Source: Semantic Web world for you

A few days ago, I posted about SemanticXO and how you will see how to install a TripleStore on your XO. Here are the steps to follow to compile&install RedStore on the XO, put some triples in it and issue some queries. The following has been tested with an XO-1 running the software 10.1.3 and a MacBookPro running ArchLinux x64 (it’s not so easy to compile directly on the XO, that’s why you will need a secondary machine). All the scripts are available here.

Installation of RedStore

RedStore depends on some external libraries that are not yet packaged for Fedora11, which is used as a base for the operating system of the XO. The script build_restore.sh will download and compile all the necessary stuff.

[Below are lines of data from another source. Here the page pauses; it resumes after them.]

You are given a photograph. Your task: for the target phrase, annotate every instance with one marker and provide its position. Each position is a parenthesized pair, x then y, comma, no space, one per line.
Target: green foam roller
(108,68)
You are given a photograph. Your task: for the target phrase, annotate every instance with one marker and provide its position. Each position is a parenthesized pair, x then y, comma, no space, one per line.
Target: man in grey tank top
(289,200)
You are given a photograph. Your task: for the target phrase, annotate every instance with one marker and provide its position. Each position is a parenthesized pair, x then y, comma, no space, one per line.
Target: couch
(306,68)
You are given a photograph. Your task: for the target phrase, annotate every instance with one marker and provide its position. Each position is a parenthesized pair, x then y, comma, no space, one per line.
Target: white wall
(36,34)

You may however need to install external dependencies on your system, such as libxml. That script only takes care of the things redstore directly depends on, namely raptor2, rasqal and redland (all available here). Here is the full list of commands to issue:

mkdir /tmp/xo cd /tmp/xo wget –no-check-certificate https://github.com/cgueret/SemanticXO/raw/master/build_redstore.sh sh build_restore.sh

Once done, you will get four files to copy on the XO and if you don’t, you can also download this pre-compiled package. These files shall be put all together somewhere, for instance “/opt/redstore”. Note that all the data redstore needs will be put into that same directory. In plus of these 4 files, you’ll need a wrapper script and an init scripts. Both are available on the source code repository. So, here what to do on the XO, as root (replacing “cgueret@192.168.1.105″ by the login/IP accurate for you) :

mkdir /opt/redstore scp cgueret@192.168.1.105:/tmp/xo/libraptor2.so.0 . scp cgueret@192.168.1.105:/tmp/xo/librasqal.so.2 . scp cgueret@192.168.1.105:/tmp/xo/librdf.so.0 . scp cgueret@192.168.1.105:/tmp/xo/restored . wget –no-check-certificate https://github.com/cgueret/SemanticXO/raw/master/wrapper.sh chmod +x wrapper.sh cd /etc/init.d wget –no-check-certificate https://github.com/cgueret/SemanticXO/raw/master/redstoredaemon chmod +x redstoredaemon chkconfig –add redstoredaemon

Then you can reboot your XO and enjoy the triplestore through its http frontend, available on the port 8080 :)

Loading some triples

Now that the triple store is running, it’s time to add some triples. The SP2Bench benchmark comes with a tool (sp2b_gen) to generate any number of triples. To begin with, you can generate 50000 triples. That should be about of the maximum amount of triples an XO will have to deal with later on when the activities will store data in it. Here is what to do, with “192.168.1.104″ being the IP of the XO:

sp2b_gen -t 50000 rapper -i guess -o rdfxml sp2b.n3 > sp2b.rdf curl -T sp2b.rdf ‘http://192.168.1.104:8080/data/http://example.com/data’

It takes about 43 minutes to upload these 50k triples which gives an average of 53 milliseconds per triple or 19 triples per second. That’s not fast but should be enough to have an API allowing to store a bunch triples with an acceptable response time. The data takes 4Mo of disk space on the XO for an initial RDF file of about 9.8Mo.

Issue some queries

The SP2Bench benchmark comes with a generator for the triples and a set of 17 SPARQL queries expressed over this data. The queries are of changing complexity in order to benchmark different triple stores. Unfortunately, 9 of them where to complex for RedStore on the XO, with these 50k triples. These queries where not solved, even after being executed over a full night! The 8 remaining queries are solved without much problems, as long as you have enough time to wait for the answer:

Query file Execution time
q1.sparql 14229.4 ms
q2.sparql 44189.2 ms
q3a.sparql 21506.8 ms
q3b.sparql 19498.4 ms
q3c.sparql 19663.9 ms
q10.sparql 3940.6 ms
q11.sparql 4685.2 ms
q12c.sparql 3539.6 ms

The queries have been executed using the “sparql-query” command line client that way:

cat q2.sparql sparql-query http://192.168.1.104:8080/sparql -t -p -n

The long delay can sounds as a bad news but it must be noted that this was with 50k triples and with queries designed to be tricky in order to test triple store capabilities. Considering a normal usage with fewer triples and more standard queries, we can expect things to go better.